Eschweiler: Jubiläumssitzung: Grüne Funken feiern mit Besuch aus Köln

Eschweiler: Jubiläumssitzung: Grüne Funken feiern mit Besuch aus Köln

Auf der ersten Sitzung der Grünen Funken hätte wohl niemand gedacht, dass daraus die Grüne Hölle von Eschweiler wächst. Wer mittlerweile einen Stuhl ergattern möchte, muss früh da sein.

Das hätte auch Gründungspräsident Ewald Sparwasser nicht gedacht. Nach 15 Jahren Pause führte er als Interimspräsident durch den Abend und konnte die Vereinsverwandlung von der Bühne aus gesehen wohl selber kaum fassen.

Zum Jubiläum ging es auf der Kultsitzung mit ordentlich Konfetti und Publikumsunterstützung gewohnt drunter und drüber zu. Technikpannen oder Überbrückungs-Polonaisen zwischen Programmpunkten gehören eben zur sympathischen Art des Vereins.

Dieser hat in den vergangenen 33 Jahren eine ganze Schar an treuen Fans gewonnen, die zum Jubiläum zwei Programmpunkte spendierten. Die Sitzung eröffnete das Schönste, was Eischwiele zu bieten hat und wurde beendet vom Schönsten, was Kölle zu bieten hat.

„Stamm-Tisch 2“ organisierte die Inde-Singers, Ehrensenatoren und Unterstützer ermöglichten den Aufmarsch der Gesellschaft Jan von Wehrt. Wohl niemand hätte dies für möglich gehalten, bis der Kölner Reiterkorps die Aula der Realschule Patternhof um Viertel vor Eins am Sonntagmorgen wahrhaftig füllte. „Die kommen doch nicht wirklich?“, hörte man einige Besucher fragen. Doch, sie kamen. Allerdings mit etwas Zeitverzug.

In der Grünen Hölle kein Problem: Alfred Wings stand sowieso noch auf der Bühne, wurde von „Kinderkommunion“-Gesang durch den Saal getragen und kapitulierte nach einem sensationellen Mix seiner Meister-Stücke. „Ich kann nicht mehr, ich habe fertig.“

Vorher gab es schon einiges an Jubiläums-Besuch: Echte Frönde Stolberg, Fidele Trammebülle, Lustige Reserve, Ulk Hehlrath, Narren- und Piratengarde Vicht und Prinz René I. mit seiner Entourage. Die Bösen Buben halfen mit Mariechen Julia Lenzen aus, da die Grünen Funken in diesem Jahr keine eigene Tanzkraft auf der Bühne hatte. Dafür gab es eine grüne Premiere, denn der Verein konnte stolz eine eigene Kapelle präsentieren.

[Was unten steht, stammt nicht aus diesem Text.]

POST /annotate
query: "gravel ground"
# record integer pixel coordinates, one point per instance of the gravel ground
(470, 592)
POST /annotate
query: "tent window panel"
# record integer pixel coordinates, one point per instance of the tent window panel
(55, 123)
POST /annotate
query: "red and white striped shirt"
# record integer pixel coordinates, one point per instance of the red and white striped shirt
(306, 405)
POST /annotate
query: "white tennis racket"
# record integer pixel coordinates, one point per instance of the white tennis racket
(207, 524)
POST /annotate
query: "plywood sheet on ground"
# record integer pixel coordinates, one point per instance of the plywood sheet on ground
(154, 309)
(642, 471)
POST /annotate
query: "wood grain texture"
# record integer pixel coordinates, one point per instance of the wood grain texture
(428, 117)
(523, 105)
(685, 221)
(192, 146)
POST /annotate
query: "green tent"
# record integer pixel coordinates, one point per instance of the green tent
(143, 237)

Und dann gab es noch Freudentränchen: Helene Mehr wurde mit dem Goldenen Stadtwappen ausgezeichnet, Ulk Hehlrath ernannte Klaus Mehr zum Ehrenzeremonienmeister, für Gerdi Kaul gab es den Silbernen Stern und für Jakob Bündgen die BDK-Verdienstmedaille in Silber.